As investigações indicam que mais de 3,5 mil contas foram alvo de um esquema supostamente operado por servidores do Banco de Brasília (BRB). De acordo com os dados apurados, associações firmavam contratos para realizar débitos automáticos nos benefícios previdenciários, sem a devida autorização dos titulares das contas. Muitas vítimas relataram que nunca consentiram com os descontos.
A operação resultou na emissão de quatro mandados de prisão temporária, três de prisão preventiva e 10 mandados de busca e apreensão, que estão sendo cumpridos no Distrito Federal e em Minas Gerais, nas cidades de Belo Horizonte e Igaratinga. No DF, as ações ocorrem em regiões administrativas como Plano Piloto, Asa Sul, Asa Norte, Recanto das Emas, Brazlândia e Jardim Botânico.
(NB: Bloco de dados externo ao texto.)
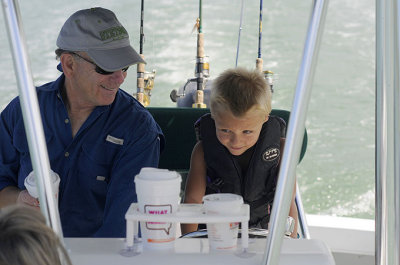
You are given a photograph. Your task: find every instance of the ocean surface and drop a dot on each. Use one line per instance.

Entre os alvos da operação estão sedes de associações que supostamente fazem parte do esquema. A investigação também busca esclarecer a participação de indivíduos responsáveis pela operacionalização dos descontos e pela manutenção do modelo de arrecadação sob apuração.
Em nota, o BRB informou que a operação foi iniciada após a identificação de irregularidades em movimentações financeiras, que foram comunicadas às autoridades policiais. Como medida administrativa, três empregados foram afastados até que as investigações sejam concluídas.
O banco ressaltou que os fatos investigados não estão relacionados à atual administração e que qualquer irregularidade identificada será tratada com rigor, conforme os procedimentos normativos estabelecidos.
O nome da operação, "Parasitas", faz alusão à exploração financeira contínua de aposentados e pensionistas por meio de descontos realizados sem autorização válida.